Criticism of the Response and Mitigation Strategies
The company’s response has not been without criticism. Inti De Ceukelaire, Chief Hacker at Intigriti, criticized Orange Belgium’s public communication on LinkedIn, characterizing it as a standard “corporate PR playbook” that downplayed the serious risks of SIM swapping4. The critique suggested that Orange’s response placed an undue burden of security on the customer rather than taking more definitive protective measures. Some security professionals argued that a more robust mitigation strategy, despite its high cost and complexity, would involve proactively issuing new SIM cards to all affected customers, thereby invalidating the stolen SIM and PUK data entirely. Orange Belgium’s actual mitigation steps included blocking access to the affected system upon discovery, strengthening overall security measures, notifying Belgian data protection authorities, and initiating a customer notification process via email and SMS1, 4, 5.
Relevance for Security Professionals
For security teams, this breach is a case study in the value of specific non-financial data.
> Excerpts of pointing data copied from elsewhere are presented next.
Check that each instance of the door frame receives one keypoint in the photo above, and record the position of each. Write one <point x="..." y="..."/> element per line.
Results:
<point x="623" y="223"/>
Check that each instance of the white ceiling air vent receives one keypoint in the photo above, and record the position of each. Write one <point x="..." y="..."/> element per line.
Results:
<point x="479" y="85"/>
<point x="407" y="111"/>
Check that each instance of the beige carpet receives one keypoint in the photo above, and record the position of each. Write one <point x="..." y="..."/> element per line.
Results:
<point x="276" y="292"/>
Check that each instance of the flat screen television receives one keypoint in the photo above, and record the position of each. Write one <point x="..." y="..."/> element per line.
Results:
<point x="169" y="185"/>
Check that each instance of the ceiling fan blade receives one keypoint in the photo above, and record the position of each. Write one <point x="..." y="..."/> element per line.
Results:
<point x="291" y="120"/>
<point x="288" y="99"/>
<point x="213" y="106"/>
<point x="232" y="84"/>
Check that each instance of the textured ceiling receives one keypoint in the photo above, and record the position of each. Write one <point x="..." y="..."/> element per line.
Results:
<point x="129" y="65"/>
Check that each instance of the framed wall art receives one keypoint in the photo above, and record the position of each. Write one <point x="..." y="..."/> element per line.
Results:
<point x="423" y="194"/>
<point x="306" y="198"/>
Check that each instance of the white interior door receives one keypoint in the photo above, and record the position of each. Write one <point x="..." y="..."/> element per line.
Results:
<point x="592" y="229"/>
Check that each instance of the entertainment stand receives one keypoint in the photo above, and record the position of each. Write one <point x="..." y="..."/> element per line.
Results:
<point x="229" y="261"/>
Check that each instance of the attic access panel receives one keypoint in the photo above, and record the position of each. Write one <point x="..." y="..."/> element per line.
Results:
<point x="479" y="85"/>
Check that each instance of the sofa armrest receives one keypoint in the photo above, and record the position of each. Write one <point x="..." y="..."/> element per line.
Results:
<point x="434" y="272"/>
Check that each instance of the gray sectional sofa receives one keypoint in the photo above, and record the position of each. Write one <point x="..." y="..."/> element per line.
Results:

Defensive strategies should be updated to account for the threat of SIM swap-enabled account takeovers, particularly for employees in privileged roles. Organizations relying on SMS for 2FA should reassess this choice for critical systems, favoring more secure alternatives like hardware tokens or authenticator applications. Monitoring for phishing campaigns that leverage known data breaches for personalization is also crucial. The incident underscores the need for robust network segmentation and access controls to limit lateral movement, ensuring that a breach in one system does not automatically grant access to all customer data, especially authentication secrets.
Conclusion
The Orange Belgium breach demonstrates a continued focus by threat actors on the telecommunications sector. The theft of customer data, specifically SIM and PUK information, shows a strategic shift towards enabling complex identity-based attacks like SIM swapping rather than seeking direct financial gain. While Orange Belgium has taken steps to contain the incident and inform customers, the criticism from security experts highlights the challenge companies face in balancing public relations with transparent communication of technical risks. This event serves as a reminder of the evolving tactics used by threat actors and the critical need for defensive plans that extend beyond protecting traditional financial data to include all personal identifiable information that can be weaponized.